もう一方の「Realm」は、新型コロナウイルス感染拡大に伴い、ニューヨークでロックダウンを経験したエキソニモが、自身の近隣の墓地を訪ねる経験から生まれた作品で、一面のスクリーンには美しい墓地ともに中央の白に覆われた風景が映されていました。


スマートフォンでインターネット会場にアクセスし、画面をタップすると、スクリーンの白い部分に指紋のイメージが広がって風景が隠されていきました。「Realm」とは「領域」を意味しますが、2つの異なった環境の接続を表現しているのかもしれません。

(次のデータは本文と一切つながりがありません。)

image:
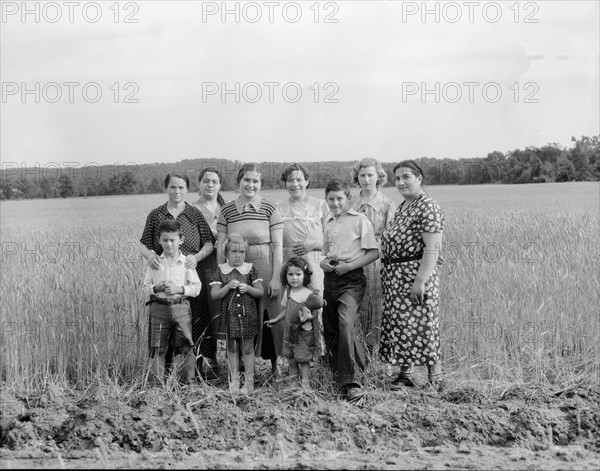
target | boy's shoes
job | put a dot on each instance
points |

「Spiritual Computing Series - 祈」 2009年 東京都写真美術館

この他、2つに合わせたマウスに「祈り」を見出した「Spiritual Computing Series - 祈」も興味深く感じられました。ネットを通して生まれるエキソニモのアイデア自体が面白く、リアルと両面にて楽しめる展示と言えそうです。



10月11日まで開催されています。

「エキソニモ UN-DEAD-LINK アン・デッド・リンク インターネットアートへの再接続」 東京都写真美術館@topmuseum
会期:2020年8月18日(火)~10月11日(日)
休館:月曜日。但し月曜日が祝日・振替休日の場合は開館し、翌平日休館。
時間:10:00~18:00
 *入館は閉館の30分前まで。
 *10月1日の都民の日は無料。
料金:一般700円、大学生560円、中学・高校生・65歳以上350円。
場所:目黒区三田 1-13-3 恵比寿ガーデンプレイス内
交通:JR線恵比寿駅東口より徒歩約7分。東京メトロ日比谷線恵比寿駅より徒歩約10分。